Rupert held one end of the belt, pointed it at a spot well over Jack’s head, and fired it. A thin line whistled out. With a vicious crack, something like a piton on the end of the line sank into the rock well over Jack’s head. Rupert grabbed onto the belt with both hands and swung to Jack’s side of the abyss. That left him hanging about thirteen feet below Jack’s feet.

But the line ran down right past Jack. He yanked off his jacket, wrapped the sleeves around his hands, and grabbed the line. It wasn’t easy to get a grip on the damn thing, but he pulled for all he was worth.
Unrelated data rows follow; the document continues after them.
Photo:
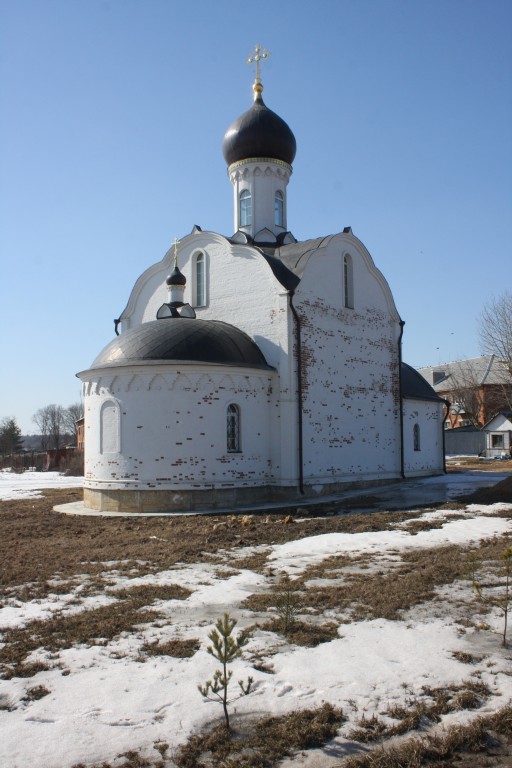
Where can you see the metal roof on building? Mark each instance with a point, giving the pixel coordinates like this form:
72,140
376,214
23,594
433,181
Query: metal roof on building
476,371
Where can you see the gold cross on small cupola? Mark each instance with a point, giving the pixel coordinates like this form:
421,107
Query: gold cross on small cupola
176,242
260,54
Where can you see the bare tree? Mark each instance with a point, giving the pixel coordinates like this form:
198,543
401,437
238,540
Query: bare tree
496,338
71,414
466,392
50,421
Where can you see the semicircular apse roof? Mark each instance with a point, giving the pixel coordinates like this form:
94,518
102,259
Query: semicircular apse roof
182,339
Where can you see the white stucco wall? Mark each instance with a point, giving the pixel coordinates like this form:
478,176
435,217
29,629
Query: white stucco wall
350,369
172,427
428,459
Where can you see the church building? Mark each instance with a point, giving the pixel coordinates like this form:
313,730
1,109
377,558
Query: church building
255,368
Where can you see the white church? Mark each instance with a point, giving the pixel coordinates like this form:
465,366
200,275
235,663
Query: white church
255,368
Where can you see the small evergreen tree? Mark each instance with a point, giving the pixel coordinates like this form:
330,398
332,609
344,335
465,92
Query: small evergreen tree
225,648
10,436
503,598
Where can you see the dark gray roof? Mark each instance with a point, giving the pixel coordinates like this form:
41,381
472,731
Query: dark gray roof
414,385
295,256
183,339
287,262
259,132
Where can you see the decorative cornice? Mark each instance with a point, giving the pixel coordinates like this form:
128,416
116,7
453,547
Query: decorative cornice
259,160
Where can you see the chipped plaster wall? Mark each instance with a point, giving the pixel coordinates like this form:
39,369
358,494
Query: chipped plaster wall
172,427
241,290
429,416
351,417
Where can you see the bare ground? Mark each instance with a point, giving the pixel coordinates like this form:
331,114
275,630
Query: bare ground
42,551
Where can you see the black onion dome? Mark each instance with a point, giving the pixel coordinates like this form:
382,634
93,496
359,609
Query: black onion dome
182,339
176,278
259,132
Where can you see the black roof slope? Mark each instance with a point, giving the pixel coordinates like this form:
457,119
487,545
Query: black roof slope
183,339
414,385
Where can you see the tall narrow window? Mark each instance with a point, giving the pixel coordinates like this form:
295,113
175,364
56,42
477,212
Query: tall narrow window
279,209
245,208
348,282
233,428
416,437
109,427
199,295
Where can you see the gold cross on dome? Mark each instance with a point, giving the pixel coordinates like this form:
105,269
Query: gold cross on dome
260,54
176,243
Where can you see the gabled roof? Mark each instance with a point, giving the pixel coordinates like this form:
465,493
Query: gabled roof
414,385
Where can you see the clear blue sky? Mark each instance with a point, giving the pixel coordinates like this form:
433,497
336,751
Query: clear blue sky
113,113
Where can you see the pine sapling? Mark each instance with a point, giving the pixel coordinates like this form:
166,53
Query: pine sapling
502,599
225,648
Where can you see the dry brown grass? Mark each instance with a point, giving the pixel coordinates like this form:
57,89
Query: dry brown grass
381,594
37,543
429,707
86,627
303,633
458,745
261,744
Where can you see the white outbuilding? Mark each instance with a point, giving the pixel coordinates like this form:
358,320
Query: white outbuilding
255,368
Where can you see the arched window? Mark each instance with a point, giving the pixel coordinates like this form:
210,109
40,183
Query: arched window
109,428
348,282
233,428
279,209
245,208
199,281
416,437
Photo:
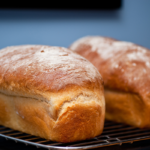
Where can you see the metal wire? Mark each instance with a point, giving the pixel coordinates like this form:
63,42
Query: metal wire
113,134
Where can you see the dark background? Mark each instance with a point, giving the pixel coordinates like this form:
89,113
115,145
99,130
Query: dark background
60,27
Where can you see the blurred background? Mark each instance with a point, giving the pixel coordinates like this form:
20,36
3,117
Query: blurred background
60,27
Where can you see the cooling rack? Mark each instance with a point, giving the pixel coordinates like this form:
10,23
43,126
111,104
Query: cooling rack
113,134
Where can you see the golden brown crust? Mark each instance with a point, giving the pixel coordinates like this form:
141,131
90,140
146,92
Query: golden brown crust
57,95
124,66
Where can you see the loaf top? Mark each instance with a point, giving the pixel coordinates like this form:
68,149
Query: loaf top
36,69
124,66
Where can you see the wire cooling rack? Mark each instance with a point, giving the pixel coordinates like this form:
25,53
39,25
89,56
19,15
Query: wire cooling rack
113,134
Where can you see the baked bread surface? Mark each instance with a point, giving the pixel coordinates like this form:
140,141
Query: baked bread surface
125,68
50,92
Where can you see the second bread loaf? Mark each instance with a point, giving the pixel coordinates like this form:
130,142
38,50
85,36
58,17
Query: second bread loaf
125,68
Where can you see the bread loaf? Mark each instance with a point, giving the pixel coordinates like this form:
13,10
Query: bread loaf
50,92
125,68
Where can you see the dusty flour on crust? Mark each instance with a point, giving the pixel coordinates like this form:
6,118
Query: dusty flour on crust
42,61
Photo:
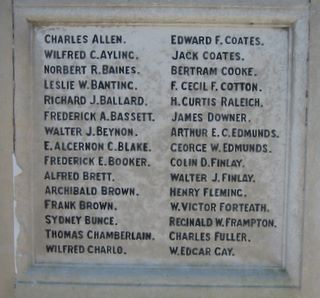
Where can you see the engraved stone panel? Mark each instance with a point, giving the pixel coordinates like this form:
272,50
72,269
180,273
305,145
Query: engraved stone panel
161,144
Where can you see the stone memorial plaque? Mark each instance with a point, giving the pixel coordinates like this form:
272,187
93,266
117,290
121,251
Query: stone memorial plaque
161,145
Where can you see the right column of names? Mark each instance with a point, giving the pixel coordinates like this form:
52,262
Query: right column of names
227,145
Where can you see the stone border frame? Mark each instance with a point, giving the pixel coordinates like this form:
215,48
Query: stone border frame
294,19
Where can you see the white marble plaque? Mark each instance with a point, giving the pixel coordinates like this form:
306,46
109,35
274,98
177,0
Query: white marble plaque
160,145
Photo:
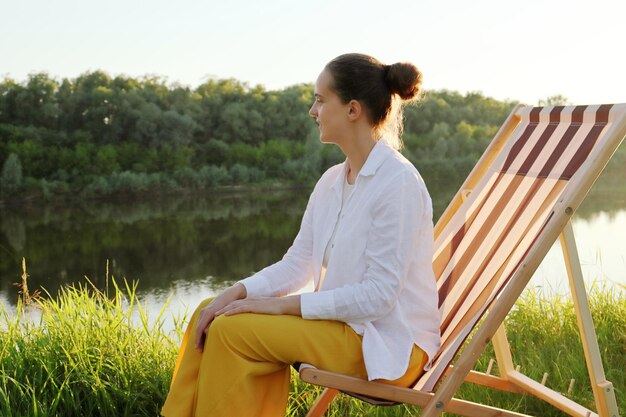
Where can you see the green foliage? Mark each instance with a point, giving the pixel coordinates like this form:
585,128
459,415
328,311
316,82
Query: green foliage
11,176
93,354
88,353
86,132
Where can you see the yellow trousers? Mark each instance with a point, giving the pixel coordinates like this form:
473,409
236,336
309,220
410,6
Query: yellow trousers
244,368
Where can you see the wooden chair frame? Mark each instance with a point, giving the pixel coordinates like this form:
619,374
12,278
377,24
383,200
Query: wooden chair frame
492,328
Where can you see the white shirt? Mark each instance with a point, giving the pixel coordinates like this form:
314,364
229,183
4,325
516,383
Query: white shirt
379,279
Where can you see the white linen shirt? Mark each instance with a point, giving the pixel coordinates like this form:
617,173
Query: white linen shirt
379,278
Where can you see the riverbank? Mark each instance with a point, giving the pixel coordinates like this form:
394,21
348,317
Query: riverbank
94,353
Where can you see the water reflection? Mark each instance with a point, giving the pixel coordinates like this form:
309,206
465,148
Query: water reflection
224,237
190,247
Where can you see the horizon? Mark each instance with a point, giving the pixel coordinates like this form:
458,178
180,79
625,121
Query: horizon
524,53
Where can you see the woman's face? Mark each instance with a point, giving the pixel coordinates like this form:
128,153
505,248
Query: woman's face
330,114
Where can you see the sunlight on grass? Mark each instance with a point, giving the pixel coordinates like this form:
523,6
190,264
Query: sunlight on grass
94,353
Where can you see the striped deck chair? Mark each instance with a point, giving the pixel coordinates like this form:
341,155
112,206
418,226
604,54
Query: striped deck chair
511,209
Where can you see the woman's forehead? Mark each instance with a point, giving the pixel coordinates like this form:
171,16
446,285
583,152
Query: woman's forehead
323,83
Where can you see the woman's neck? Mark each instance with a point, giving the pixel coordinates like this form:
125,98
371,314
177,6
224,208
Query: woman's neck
357,153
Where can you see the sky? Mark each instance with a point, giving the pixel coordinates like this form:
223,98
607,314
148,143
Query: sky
523,50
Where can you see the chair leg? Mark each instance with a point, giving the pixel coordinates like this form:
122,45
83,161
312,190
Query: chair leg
323,401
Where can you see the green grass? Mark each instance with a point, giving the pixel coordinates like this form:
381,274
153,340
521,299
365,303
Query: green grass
96,354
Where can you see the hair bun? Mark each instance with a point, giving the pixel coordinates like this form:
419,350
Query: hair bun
403,79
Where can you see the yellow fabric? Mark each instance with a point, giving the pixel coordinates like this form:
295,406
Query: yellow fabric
244,369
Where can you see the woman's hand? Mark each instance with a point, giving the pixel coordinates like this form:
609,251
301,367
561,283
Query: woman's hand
208,313
269,305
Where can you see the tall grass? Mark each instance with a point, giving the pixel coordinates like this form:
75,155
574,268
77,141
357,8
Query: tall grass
98,354
88,355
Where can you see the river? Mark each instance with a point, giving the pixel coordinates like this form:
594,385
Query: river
188,248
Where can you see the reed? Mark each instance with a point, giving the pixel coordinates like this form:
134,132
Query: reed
84,352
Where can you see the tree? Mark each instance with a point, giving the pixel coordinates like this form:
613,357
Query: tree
11,178
556,100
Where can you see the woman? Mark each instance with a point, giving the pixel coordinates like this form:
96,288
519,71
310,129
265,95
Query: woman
365,245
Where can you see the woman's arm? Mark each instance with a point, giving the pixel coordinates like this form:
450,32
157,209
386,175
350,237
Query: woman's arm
208,313
293,271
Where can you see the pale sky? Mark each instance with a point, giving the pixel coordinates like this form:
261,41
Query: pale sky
523,50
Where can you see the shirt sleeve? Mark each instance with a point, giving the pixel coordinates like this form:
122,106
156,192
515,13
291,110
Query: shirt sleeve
392,244
293,271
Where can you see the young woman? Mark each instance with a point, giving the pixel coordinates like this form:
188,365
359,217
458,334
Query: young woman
365,244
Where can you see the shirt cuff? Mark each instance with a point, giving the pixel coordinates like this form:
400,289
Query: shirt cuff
256,286
318,305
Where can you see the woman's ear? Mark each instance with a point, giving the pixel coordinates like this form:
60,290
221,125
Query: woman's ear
355,110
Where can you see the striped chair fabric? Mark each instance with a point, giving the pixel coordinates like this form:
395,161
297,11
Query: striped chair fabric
487,239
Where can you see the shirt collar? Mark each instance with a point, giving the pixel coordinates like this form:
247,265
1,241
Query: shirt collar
375,159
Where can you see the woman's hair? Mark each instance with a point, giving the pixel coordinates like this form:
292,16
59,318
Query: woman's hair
381,89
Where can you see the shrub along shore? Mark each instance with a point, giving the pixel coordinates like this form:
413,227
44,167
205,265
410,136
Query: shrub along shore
97,353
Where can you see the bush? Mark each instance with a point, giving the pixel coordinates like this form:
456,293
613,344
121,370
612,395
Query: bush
11,178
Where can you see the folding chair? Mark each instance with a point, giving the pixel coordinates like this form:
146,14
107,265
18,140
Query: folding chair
492,237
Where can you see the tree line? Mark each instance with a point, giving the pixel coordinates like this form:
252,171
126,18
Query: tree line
98,135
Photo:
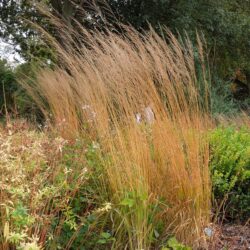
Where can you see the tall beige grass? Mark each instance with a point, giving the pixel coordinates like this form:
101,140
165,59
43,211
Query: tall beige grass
97,91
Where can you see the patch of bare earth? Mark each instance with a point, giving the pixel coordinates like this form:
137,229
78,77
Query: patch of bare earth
231,237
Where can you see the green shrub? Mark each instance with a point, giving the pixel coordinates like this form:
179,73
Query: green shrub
230,165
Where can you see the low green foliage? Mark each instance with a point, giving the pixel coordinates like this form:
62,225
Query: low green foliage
230,165
173,244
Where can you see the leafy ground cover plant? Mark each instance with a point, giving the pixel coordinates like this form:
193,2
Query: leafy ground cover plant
49,192
230,165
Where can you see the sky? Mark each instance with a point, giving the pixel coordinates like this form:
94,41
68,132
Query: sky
8,52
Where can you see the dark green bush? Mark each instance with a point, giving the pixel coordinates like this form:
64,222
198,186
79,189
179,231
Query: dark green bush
230,166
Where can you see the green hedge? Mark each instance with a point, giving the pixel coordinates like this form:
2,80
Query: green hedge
230,166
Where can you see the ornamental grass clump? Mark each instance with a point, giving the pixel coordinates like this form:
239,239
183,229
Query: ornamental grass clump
156,170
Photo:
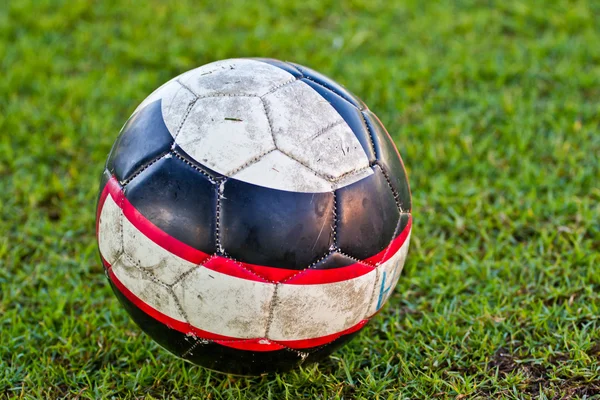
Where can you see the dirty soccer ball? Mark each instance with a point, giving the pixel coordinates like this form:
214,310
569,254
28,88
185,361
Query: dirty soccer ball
253,216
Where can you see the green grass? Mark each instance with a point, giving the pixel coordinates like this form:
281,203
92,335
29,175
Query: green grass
494,107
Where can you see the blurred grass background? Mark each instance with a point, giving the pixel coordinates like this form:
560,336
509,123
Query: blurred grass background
494,107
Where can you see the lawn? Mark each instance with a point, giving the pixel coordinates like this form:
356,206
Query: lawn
494,106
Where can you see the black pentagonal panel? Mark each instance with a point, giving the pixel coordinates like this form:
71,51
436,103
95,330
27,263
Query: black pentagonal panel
349,113
331,85
334,260
390,160
143,138
189,159
172,340
104,178
367,216
282,65
273,227
179,200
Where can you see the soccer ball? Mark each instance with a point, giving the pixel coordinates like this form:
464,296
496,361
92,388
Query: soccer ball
253,216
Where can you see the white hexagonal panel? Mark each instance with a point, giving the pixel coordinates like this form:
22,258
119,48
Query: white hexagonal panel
235,77
225,305
224,133
310,130
283,173
150,292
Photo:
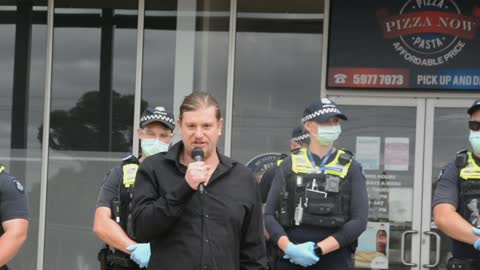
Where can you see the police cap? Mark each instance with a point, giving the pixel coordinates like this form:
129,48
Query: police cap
322,110
157,114
475,107
300,135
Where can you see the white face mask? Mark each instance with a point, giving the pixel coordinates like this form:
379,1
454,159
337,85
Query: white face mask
153,146
474,139
327,135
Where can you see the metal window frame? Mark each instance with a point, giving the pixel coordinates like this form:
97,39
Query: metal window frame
232,33
418,170
432,105
138,75
45,137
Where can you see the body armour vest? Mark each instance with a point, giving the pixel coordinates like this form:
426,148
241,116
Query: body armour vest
123,204
469,187
319,196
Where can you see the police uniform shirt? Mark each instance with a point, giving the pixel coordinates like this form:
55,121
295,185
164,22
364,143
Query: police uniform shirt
13,199
447,191
345,234
109,190
266,182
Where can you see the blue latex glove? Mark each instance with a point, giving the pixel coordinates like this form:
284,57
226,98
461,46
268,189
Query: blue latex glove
476,245
301,254
140,254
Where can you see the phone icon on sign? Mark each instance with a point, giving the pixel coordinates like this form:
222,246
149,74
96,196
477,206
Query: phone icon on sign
340,78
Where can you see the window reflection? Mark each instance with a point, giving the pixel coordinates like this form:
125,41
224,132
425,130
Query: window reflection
91,121
277,73
194,58
22,62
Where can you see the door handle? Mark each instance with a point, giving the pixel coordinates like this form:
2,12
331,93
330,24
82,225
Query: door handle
437,257
402,247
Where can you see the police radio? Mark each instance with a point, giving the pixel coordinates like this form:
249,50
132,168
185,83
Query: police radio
283,216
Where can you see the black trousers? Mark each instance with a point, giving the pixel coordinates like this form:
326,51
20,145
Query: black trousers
339,260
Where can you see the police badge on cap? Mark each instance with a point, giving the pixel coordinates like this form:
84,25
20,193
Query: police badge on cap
18,185
157,114
321,111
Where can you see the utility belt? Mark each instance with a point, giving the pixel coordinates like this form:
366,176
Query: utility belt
463,264
108,259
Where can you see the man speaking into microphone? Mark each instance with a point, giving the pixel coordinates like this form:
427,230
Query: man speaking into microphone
198,208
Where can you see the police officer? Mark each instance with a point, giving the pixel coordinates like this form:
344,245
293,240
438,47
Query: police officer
456,201
317,206
299,139
112,222
13,215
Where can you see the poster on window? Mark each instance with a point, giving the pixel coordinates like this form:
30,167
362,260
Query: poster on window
367,152
373,244
404,44
397,151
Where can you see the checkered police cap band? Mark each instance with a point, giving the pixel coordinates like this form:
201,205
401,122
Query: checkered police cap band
157,117
320,112
300,138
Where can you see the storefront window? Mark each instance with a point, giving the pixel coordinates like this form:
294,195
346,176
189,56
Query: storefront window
91,121
186,49
277,73
23,33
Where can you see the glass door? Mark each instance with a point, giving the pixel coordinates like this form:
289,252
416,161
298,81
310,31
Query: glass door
386,136
446,132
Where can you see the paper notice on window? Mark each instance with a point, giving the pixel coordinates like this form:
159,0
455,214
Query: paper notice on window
367,152
396,154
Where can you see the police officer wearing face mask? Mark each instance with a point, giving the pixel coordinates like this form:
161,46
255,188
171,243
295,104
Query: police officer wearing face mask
299,139
317,206
112,222
456,201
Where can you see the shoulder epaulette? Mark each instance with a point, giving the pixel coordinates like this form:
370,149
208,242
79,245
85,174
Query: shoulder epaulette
130,159
461,159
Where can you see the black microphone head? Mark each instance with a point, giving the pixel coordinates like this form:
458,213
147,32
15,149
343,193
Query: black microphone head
197,154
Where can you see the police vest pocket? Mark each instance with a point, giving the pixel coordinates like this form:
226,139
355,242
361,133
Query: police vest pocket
320,208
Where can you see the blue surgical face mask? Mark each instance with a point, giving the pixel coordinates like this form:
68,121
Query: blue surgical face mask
327,135
153,146
474,139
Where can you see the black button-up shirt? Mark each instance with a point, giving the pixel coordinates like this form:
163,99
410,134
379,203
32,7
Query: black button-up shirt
220,229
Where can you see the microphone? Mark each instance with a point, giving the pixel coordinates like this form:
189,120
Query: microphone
197,155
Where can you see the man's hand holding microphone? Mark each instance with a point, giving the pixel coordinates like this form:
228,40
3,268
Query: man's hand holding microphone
197,172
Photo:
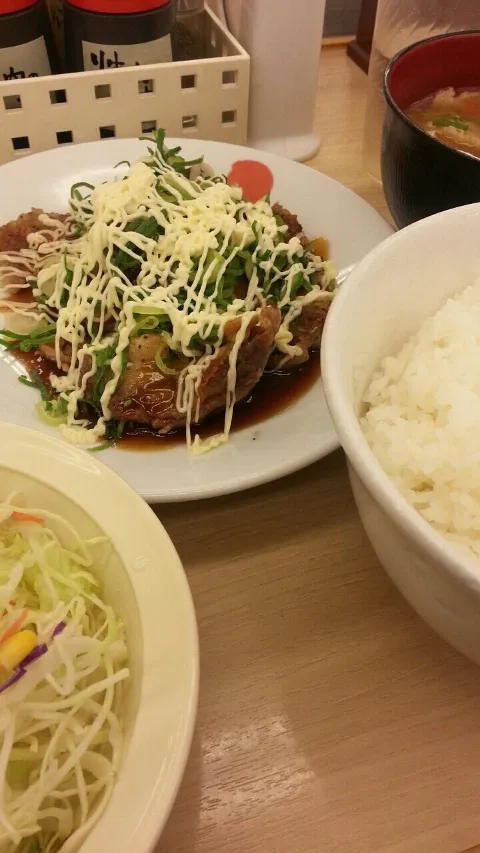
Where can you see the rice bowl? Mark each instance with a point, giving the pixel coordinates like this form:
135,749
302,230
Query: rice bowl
385,301
423,419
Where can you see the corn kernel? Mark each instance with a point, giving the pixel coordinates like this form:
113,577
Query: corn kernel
16,648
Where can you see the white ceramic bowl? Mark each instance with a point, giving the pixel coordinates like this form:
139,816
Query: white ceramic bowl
144,581
382,303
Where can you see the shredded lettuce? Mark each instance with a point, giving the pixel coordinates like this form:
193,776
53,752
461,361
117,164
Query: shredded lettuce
60,728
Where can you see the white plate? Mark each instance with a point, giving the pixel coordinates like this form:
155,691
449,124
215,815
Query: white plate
144,581
286,442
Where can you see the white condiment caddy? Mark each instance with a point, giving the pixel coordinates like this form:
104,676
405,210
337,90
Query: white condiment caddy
205,98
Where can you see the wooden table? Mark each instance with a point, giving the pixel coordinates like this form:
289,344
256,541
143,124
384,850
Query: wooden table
331,719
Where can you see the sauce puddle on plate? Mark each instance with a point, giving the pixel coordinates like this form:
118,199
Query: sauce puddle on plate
274,393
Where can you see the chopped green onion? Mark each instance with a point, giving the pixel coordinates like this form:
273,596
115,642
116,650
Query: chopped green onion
25,381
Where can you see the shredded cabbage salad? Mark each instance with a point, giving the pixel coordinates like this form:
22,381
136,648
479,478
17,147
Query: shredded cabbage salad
62,658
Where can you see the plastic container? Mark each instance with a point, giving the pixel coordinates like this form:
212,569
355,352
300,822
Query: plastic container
284,46
102,34
26,46
204,99
398,24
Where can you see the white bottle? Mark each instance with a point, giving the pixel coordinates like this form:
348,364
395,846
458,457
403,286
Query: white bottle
283,38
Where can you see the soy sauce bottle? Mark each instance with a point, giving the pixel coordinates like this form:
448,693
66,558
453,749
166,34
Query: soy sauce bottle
26,45
102,34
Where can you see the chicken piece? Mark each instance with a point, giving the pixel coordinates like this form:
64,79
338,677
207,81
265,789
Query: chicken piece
146,396
13,235
307,332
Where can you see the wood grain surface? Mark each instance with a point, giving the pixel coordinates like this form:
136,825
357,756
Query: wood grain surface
331,719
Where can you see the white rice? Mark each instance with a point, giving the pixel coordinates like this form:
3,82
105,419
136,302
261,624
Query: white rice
423,421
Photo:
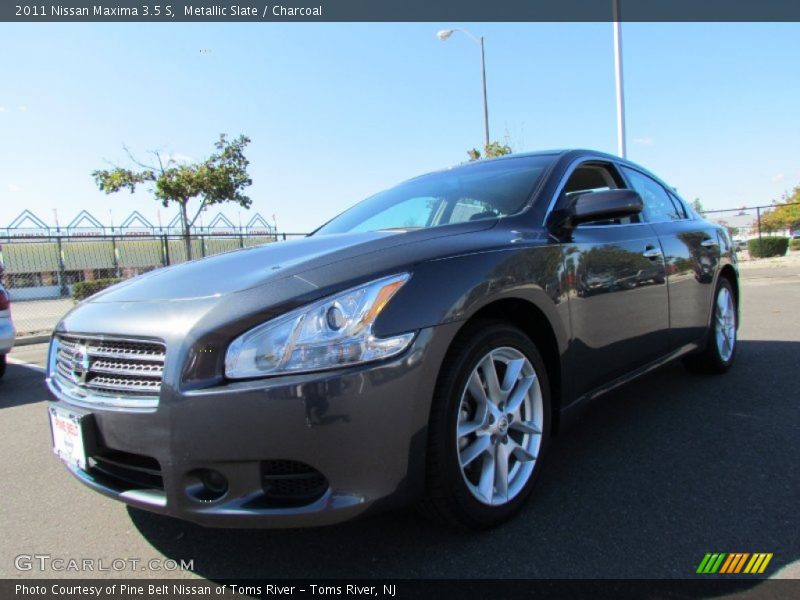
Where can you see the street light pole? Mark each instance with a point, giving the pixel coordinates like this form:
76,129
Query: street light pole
444,35
621,147
485,100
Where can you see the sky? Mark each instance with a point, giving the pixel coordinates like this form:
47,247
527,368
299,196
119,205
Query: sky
337,112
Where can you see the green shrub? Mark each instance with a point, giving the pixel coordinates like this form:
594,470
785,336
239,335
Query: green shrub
84,289
768,246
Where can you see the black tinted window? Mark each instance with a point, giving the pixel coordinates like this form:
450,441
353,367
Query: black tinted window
482,190
658,205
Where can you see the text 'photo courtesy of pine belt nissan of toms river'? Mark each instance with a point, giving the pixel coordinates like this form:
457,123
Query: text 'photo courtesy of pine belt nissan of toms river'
422,347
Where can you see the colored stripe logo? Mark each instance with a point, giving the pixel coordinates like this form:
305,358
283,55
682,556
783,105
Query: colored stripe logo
725,563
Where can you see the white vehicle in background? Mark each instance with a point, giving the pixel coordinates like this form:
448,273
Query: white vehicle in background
6,329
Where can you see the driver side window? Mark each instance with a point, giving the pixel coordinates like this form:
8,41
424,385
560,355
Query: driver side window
595,177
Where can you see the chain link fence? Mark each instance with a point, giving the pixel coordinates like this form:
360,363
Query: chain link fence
754,222
40,272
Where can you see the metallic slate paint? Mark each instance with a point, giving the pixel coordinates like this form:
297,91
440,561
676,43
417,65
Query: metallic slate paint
365,427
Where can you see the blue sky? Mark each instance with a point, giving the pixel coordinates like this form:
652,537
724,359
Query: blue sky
339,111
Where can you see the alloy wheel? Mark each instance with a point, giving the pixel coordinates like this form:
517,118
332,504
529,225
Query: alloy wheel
500,423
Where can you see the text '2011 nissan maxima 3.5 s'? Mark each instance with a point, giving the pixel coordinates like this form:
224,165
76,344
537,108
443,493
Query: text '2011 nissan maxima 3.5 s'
421,347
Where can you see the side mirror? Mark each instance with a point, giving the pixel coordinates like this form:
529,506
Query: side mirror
597,206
Water came rushing down the tunnel. At first it was a wave about a foot high that shot out and splattered against this side of the crevice about ten feet below Rupert’s feet. But more and more water kept coming. The force of the water kept increasing. The spot where the water hit crept relentlessly up toward Rupert’s legs. And as soon as that much water hit him, he would be washed away.

“Move to the side!” Jack called out over the roar of the water.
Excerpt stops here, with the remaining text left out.